Thursday, 24 September 2015

Franklin Resources - Modelling EPV Using Different Sensitivities

I've continued to run a screen for new 52 week lows on a daily basis. Commencing mid July 2015, I began screening on a weekly basis (using the Friday close), but as I got better at focusing my screening to weed out non-viable candidates (i.e., garbage), I figured that making the leap from weekly to nightly wouldn't be too difficult. And so far, it hasn't.

Here's what I've been looking for:
  1. Reasonable to (preferably) no leverage
  2. Sufficiently high pretax cap rate (EBIT / EV)

These two criteria become the starting point for additional research (I further stratify consideration by looking at a history of consistent ROIC, revenue growth, operating income, gross margins, and EBIT margins).

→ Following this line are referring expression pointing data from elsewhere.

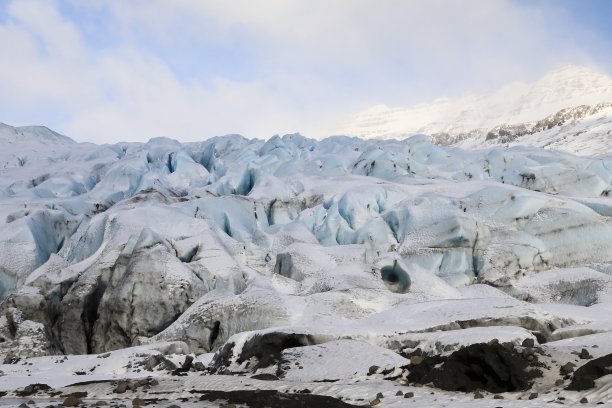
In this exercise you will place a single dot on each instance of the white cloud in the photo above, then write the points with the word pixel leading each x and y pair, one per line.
pixel 308 62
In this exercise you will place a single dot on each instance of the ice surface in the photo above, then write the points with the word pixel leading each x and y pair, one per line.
pixel 316 250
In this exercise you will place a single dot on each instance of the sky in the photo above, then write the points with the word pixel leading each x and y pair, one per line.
pixel 108 71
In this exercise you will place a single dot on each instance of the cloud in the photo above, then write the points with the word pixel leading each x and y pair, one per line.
pixel 107 71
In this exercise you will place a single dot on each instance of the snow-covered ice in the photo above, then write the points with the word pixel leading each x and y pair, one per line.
pixel 335 266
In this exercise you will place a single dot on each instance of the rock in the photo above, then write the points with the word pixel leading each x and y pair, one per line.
pixel 32 389
pixel 138 402
pixel 528 343
pixel 584 354
pixel 265 377
pixel 480 366
pixel 122 386
pixel 72 401
pixel 567 368
pixel 416 360
pixel 585 376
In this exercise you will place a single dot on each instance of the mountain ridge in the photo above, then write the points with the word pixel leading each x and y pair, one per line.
pixel 565 87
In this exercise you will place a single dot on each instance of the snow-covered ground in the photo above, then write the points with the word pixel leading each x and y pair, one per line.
pixel 344 267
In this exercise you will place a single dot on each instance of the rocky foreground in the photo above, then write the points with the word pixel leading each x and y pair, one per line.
pixel 293 272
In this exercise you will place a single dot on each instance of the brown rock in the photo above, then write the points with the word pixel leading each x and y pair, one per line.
pixel 72 401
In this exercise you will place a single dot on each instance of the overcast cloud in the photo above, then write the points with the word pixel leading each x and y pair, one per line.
pixel 188 69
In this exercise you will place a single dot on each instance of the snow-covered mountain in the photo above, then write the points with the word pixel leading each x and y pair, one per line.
pixel 518 104
pixel 336 273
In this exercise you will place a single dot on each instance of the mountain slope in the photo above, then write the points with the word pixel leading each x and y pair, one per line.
pixel 475 114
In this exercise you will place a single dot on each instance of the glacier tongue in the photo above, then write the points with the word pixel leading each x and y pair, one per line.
pixel 239 246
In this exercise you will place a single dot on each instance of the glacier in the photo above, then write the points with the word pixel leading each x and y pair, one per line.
pixel 282 259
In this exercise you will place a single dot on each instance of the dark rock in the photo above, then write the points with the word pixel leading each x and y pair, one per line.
pixel 138 402
pixel 11 358
pixel 274 399
pixel 528 343
pixel 265 377
pixel 78 394
pixel 584 377
pixel 72 401
pixel 121 387
pixel 266 348
pixel 32 389
pixel 567 368
pixel 489 367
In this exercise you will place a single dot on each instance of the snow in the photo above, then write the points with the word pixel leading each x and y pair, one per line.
pixel 336 255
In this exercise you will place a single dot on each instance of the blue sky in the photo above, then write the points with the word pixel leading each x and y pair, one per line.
pixel 192 69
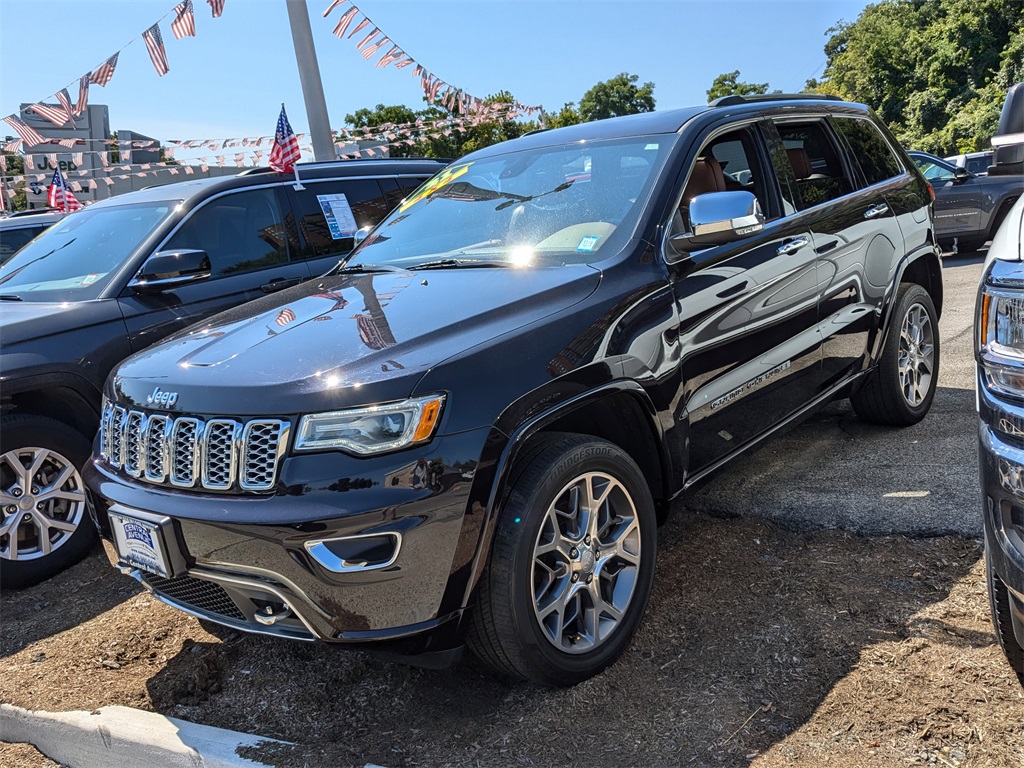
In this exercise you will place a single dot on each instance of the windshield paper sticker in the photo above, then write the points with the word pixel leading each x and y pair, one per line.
pixel 441 179
pixel 339 215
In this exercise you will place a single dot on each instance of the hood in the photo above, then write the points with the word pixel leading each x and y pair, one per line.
pixel 344 340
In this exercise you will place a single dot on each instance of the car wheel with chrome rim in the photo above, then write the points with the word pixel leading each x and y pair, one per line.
pixel 571 565
pixel 44 525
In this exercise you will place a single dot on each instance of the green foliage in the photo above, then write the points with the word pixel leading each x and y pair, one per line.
pixel 936 71
pixel 615 97
pixel 727 84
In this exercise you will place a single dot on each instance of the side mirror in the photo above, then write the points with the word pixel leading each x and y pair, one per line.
pixel 360 235
pixel 170 269
pixel 720 217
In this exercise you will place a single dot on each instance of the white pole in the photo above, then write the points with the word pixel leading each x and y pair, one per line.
pixel 312 88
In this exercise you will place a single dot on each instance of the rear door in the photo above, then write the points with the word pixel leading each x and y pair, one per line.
pixel 857 239
pixel 253 252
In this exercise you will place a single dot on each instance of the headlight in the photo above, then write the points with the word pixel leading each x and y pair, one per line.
pixel 373 429
pixel 1000 340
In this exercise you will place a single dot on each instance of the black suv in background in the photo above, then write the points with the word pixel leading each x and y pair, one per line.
pixel 471 429
pixel 118 275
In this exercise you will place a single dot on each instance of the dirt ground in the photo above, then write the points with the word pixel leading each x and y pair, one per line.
pixel 761 646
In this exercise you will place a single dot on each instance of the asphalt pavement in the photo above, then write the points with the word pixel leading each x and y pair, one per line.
pixel 835 471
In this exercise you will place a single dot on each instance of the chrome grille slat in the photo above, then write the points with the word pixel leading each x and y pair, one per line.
pixel 185 452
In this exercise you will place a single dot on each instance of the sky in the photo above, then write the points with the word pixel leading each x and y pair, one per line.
pixel 229 80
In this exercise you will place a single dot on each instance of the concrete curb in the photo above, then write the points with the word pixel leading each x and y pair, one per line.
pixel 125 737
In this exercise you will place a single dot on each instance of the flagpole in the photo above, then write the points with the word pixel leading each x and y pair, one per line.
pixel 312 87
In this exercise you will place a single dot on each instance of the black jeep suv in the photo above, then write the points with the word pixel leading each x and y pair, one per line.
pixel 471 429
pixel 115 278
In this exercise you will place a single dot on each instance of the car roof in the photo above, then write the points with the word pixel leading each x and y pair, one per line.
pixel 670 121
pixel 195 189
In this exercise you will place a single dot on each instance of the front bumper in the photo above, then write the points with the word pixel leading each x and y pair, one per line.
pixel 250 562
pixel 1000 456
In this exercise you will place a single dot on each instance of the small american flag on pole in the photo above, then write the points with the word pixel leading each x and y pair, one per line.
pixel 83 95
pixel 29 134
pixel 286 145
pixel 155 44
pixel 104 72
pixel 65 98
pixel 59 197
pixel 184 20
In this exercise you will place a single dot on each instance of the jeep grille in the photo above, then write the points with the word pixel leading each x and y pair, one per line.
pixel 186 452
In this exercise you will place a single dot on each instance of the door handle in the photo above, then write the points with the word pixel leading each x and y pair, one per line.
pixel 732 291
pixel 791 247
pixel 280 284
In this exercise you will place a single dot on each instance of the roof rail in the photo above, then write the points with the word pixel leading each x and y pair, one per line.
pixel 754 97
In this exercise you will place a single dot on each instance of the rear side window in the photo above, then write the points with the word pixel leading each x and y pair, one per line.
pixel 330 212
pixel 871 151
pixel 241 232
pixel 815 161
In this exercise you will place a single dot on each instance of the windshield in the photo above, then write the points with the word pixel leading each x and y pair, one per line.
pixel 548 207
pixel 76 258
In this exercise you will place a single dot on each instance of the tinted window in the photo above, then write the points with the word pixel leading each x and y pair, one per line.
pixel 240 231
pixel 815 162
pixel 870 150
pixel 330 212
pixel 77 257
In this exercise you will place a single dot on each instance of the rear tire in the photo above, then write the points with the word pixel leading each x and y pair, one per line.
pixel 571 564
pixel 998 599
pixel 899 391
pixel 44 524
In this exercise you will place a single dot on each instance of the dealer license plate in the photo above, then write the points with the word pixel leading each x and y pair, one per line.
pixel 139 544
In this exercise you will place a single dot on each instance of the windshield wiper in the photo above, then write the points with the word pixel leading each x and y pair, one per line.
pixel 369 268
pixel 456 264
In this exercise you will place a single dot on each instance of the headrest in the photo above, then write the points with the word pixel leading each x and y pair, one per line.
pixel 801 162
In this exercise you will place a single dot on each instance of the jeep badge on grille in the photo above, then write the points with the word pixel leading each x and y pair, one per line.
pixel 159 397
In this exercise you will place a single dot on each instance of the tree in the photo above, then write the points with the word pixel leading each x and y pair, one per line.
pixel 727 84
pixel 616 96
pixel 936 72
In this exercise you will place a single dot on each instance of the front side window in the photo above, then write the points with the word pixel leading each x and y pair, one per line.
pixel 546 207
pixel 815 161
pixel 871 151
pixel 935 170
pixel 76 258
pixel 240 232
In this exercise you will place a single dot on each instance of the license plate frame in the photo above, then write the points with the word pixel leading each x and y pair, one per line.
pixel 144 541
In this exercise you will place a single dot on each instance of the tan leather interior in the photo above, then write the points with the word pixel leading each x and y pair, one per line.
pixel 801 162
pixel 707 176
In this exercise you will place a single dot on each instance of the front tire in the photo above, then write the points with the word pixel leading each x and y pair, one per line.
pixel 900 390
pixel 571 565
pixel 44 525
pixel 998 600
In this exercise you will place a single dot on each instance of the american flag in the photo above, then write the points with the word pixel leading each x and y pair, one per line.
pixel 83 95
pixel 29 134
pixel 286 145
pixel 54 114
pixel 105 71
pixel 59 197
pixel 155 44
pixel 65 98
pixel 184 20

It hasn't been difficult weeding out the nonsense this way.  Despite the proliferation of 52 week lows on almost a daily basis, I've managed to focus my consideration on candidates that meet both the initial two considerations above, and a pretax cap rate in excess of 10%.  And guess what?  I'm not finding much in terms of cheap even despite the drop in the market over the last few months.

A few candidates keep showing up consistently in the Asset Management sector, and one of these candidates is Franklin Resources (BEN).

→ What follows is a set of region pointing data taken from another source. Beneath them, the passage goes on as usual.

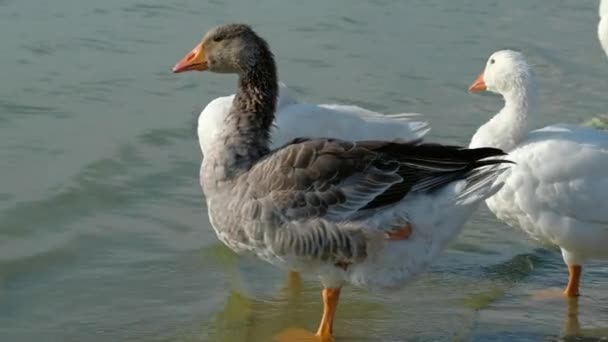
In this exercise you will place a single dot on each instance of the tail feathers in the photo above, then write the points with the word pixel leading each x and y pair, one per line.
pixel 482 183
pixel 599 121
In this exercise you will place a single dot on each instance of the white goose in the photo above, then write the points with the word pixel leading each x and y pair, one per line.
pixel 371 213
pixel 558 191
pixel 602 27
pixel 294 119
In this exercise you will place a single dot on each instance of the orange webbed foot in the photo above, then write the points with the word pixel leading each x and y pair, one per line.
pixel 297 335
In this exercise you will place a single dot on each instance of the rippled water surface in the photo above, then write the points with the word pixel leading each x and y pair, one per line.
pixel 103 229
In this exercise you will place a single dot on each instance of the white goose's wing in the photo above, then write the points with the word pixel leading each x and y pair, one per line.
pixel 560 185
pixel 345 122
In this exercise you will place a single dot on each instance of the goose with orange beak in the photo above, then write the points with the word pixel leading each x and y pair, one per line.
pixel 370 213
pixel 558 191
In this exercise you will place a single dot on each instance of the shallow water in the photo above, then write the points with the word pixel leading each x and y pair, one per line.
pixel 103 229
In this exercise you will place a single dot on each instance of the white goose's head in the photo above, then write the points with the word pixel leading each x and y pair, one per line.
pixel 506 72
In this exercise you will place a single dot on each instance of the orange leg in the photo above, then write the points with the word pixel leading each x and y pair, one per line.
pixel 330 303
pixel 400 234
pixel 573 281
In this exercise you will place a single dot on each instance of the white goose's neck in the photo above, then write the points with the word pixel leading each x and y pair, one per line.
pixel 507 128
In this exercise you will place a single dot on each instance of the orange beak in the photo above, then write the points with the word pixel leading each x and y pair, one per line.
pixel 478 85
pixel 195 60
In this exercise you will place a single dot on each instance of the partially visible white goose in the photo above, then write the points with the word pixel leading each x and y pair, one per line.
pixel 602 27
pixel 296 119
pixel 558 191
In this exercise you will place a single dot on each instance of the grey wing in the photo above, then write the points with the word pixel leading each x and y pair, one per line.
pixel 321 178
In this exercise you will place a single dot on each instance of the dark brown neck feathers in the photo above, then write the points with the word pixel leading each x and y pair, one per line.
pixel 253 110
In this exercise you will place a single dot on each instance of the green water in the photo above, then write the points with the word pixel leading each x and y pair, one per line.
pixel 103 230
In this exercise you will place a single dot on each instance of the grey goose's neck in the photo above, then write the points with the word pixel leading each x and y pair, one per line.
pixel 246 136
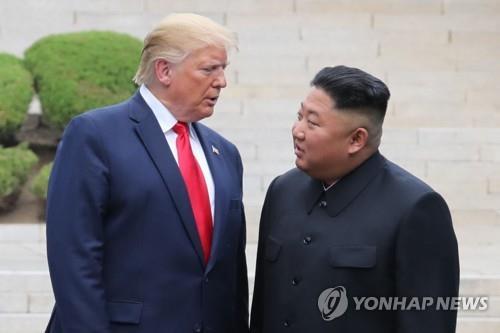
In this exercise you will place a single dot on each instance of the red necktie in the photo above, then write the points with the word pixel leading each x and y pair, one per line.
pixel 196 187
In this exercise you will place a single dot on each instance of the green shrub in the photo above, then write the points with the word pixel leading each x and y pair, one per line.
pixel 41 181
pixel 15 165
pixel 76 72
pixel 16 92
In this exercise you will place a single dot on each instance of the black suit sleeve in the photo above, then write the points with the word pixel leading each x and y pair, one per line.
pixel 427 265
pixel 77 199
pixel 257 303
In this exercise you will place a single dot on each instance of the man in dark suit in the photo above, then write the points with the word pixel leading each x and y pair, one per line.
pixel 145 222
pixel 347 224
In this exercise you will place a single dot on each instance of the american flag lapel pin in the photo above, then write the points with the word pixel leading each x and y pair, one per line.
pixel 215 150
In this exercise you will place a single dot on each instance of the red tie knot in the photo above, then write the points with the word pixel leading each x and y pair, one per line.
pixel 181 128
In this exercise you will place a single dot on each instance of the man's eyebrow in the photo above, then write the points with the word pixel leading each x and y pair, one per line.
pixel 308 110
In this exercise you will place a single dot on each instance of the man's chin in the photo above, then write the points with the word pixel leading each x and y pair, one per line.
pixel 299 163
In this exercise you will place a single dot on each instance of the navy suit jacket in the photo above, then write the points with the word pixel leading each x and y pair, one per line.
pixel 378 232
pixel 123 250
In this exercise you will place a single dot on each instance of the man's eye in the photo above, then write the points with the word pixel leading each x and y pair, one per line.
pixel 312 123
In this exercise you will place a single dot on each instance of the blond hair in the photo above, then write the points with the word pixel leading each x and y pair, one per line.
pixel 176 36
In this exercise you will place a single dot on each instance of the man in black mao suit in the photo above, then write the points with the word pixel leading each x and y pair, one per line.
pixel 347 224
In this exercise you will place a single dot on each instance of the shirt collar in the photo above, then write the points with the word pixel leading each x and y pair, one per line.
pixel 165 118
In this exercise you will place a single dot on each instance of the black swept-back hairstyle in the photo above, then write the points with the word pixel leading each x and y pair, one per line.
pixel 353 90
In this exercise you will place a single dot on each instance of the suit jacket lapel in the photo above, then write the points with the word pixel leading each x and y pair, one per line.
pixel 151 135
pixel 347 188
pixel 216 163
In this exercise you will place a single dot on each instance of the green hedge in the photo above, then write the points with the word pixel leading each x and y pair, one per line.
pixel 15 165
pixel 76 72
pixel 16 92
pixel 41 181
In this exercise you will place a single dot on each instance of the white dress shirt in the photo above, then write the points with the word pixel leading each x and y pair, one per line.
pixel 167 122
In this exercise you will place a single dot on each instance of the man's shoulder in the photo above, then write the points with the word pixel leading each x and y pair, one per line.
pixel 409 186
pixel 107 113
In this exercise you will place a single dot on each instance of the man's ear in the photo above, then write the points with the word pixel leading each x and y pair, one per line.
pixel 163 71
pixel 358 140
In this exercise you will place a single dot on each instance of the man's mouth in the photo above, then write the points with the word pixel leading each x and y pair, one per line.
pixel 298 151
pixel 212 100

On initial screen, it has a pretax cap rate (rolling last 4Q EBIT / EV) close to 22%, and a very reasonable leverage profile (Mkt Cap of $23B, and EV of $14B, i.e., almost 40% of current market cap is cash and securities).  So I began researching it.

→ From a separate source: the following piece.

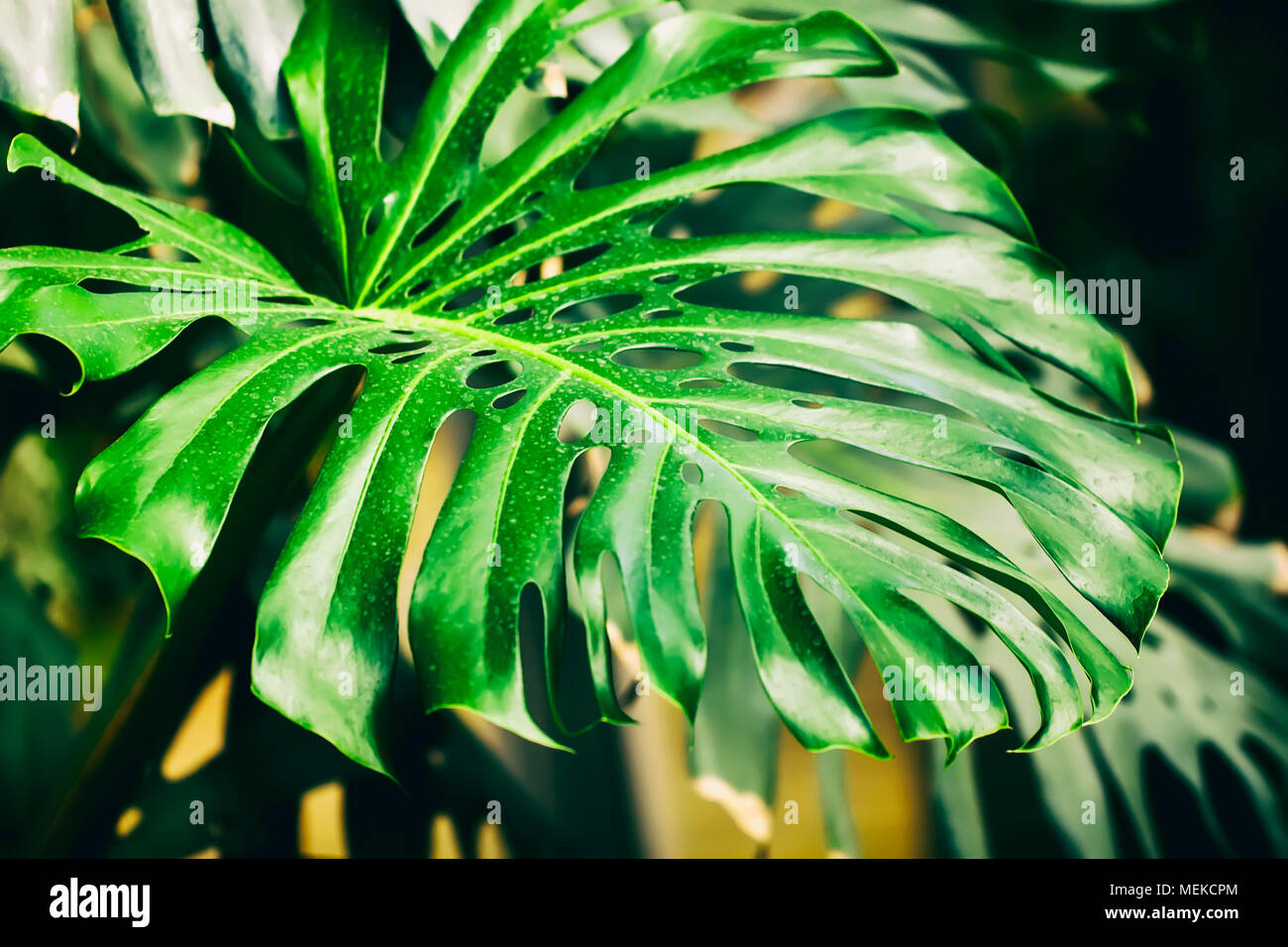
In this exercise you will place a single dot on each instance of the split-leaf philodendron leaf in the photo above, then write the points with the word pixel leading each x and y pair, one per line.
pixel 442 290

The first thing to note is that the Asset Management business is highly competitive and not without its challenges for "legacy" asset managers like Franklin Resources (think Fidelity).  The industry seems to be under pressure to compete with minimal management fee ETF companies like Blackrock or Vanguard. BEN's foothold in the industry of charging (and maintaining) high enough management fees sort of reminds me of American Express vs. Visa and/or Mastercard.

I think that overall, in order to compete with the likes of Blackrock or Vanguard, Franklin will be under pressure to shave management fees.

The next thing to note (and this is a subset of fees) is that Assets Under Management (AUM) are mobile.  There is no reason why investors won't pull AUM over time if they are convinced that they can improve their returns being doing it yourselfers, or in the face of prolonged weakness in the market.  Fidelity is therefore, highly dependent on strong equity markets, and competitive fee structure.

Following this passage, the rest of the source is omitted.